IUPAC-InChI / InChI

Main InChI repository
MIT License
60 stars 7 forks source link

Atomic isotopes need to be fixed #51

Closed stuchalk closed 1 week ago

stuchalk commented 2 weeks ago

This issue is posted based on a request to the submitter (Stuart Chalk) from the BIPM. The BIPM's use case is to unambiguously identify isotopes of atoms that are used in the definition of standards for time and frequency (see https://www.bipm.org/en/publications/mises-en-pratique/standard-frequencies).

The current (and historical) InChI creation of single atoms of common elements is to convert them to the fully protonated form, for example:

whereas for other atoms of isotopes of other elements InChI gives what would be expected of a single atom.

Please consider this a request to update the InChI code to improve the consistency of InChI generation.

gblanke02 commented 1 week ago

Carbane14 taken from PubChem is 14CH4 resluting in InChI=1S/CH4/h1H4/i1+2 (InChI Web demo) or as molfile

Ketcher 9 42417212D 1 1.00000 0.00000 0

1 0 0 0 0 0 0 0 0 0999 V2000 2.4500 -2.4000 0.0000 C 0 0 0 0 0 0 0 0 0 0 0 0 M ISO 1 1 14 M END

If you want to identify cabon14 you have to use elemental Carbon atoms like in the following molfile where the valence of the C atom is set to 0:

ACCLDraw09042417242D

1 0 0 0 0 0 0 0 0 0999 V2000 4.8438 -5.7188 0.0000 C 2 0 3 0 0 15 0 0 0 0 0 0 M ISO 1 1 14 M END The InChI Web demo delivers InChI=1S/C/i1+2 as requested.

Similar is valid for methane and carbene.

About Germanium: Like for the C compounds discussed above you have to differentiate between GeH4 and elemental Ge resulting in InChI=1S/GeH4/h1H4/i1+12 for 85GeH4 and InChI=1S/Ge/i1+12 for 85Ge. in PubChem you find the second representation type (unlike the first verion for the C atoms).

According to these results it looks like that the InchI does it job if the correct molfile is entered.

Tools used: InChI-Web-Demo: https://iupac-inchi.github.io/InChI-Web-Demo/ with InChI 1.07.1 on $-September-2024 Biovia/Draw (2017) to build the elemental representations for C and Ge. (Sketcher - the chemical editor used in the InChI-Web-demo - delivers an incomplete molfile for the "elemntal case". Therefore Biovia/Draw was used to build the molfile that was filled into the molfile calculation section of the InChI-Web_demo.

stuchalk commented 1 week ago

Thanks for the quick response to this issue.

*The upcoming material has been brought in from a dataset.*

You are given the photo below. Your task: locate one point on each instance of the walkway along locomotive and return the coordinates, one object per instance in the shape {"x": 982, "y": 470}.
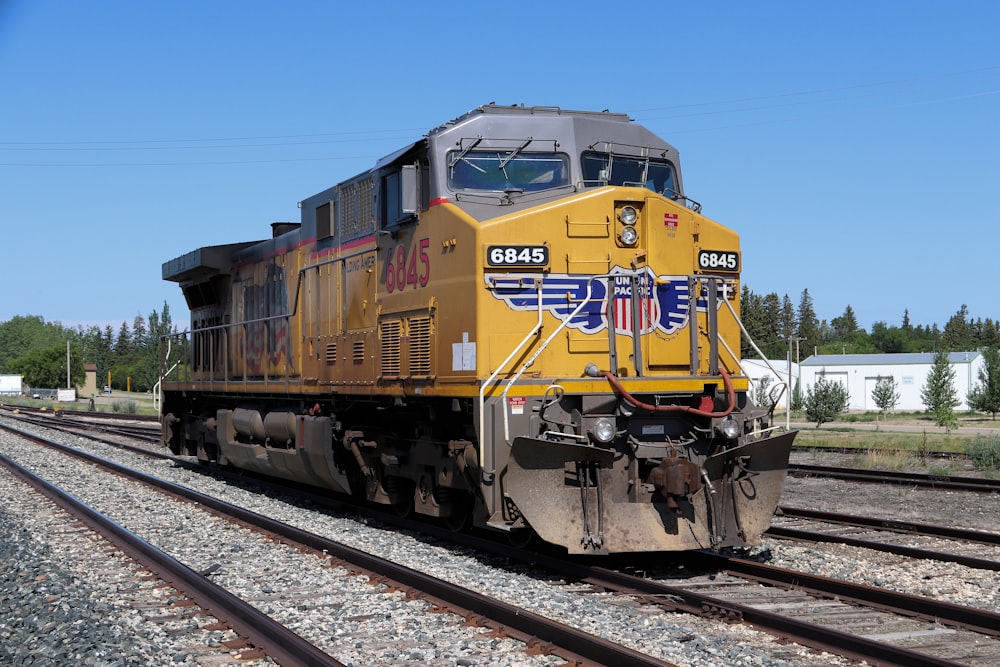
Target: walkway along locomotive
{"x": 518, "y": 321}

This makes complete sense to me that it is a molfile issue. Let me circle back to PubChem with this information...

gblanke02 commented 1 week ago

Beacsue this is a creation issue of the molfie that is digested by InChI the issue is under control of the molfile creator. In the examples above it depends on the rules of PubChem. What has been recognized that the sketcher editor used in the InChI Web Demo is not able to create the appropriate molfiles as well. Instead we nused Biovia/Draw 2017 and copied the molfile into the "molfile section" of the InChI Web Demo.

flange-ipb commented 1 week ago

What has been recognized that the sketcher editor used in the InChI Web Demo is not able to create the appropriate molfiles as well.

Unfortunately, the Ketcher structure editor we use in the InChI Web Demo has a bug in its Molfile export function where the valence 0 of atoms is not taken into account. I already submitted a bug report.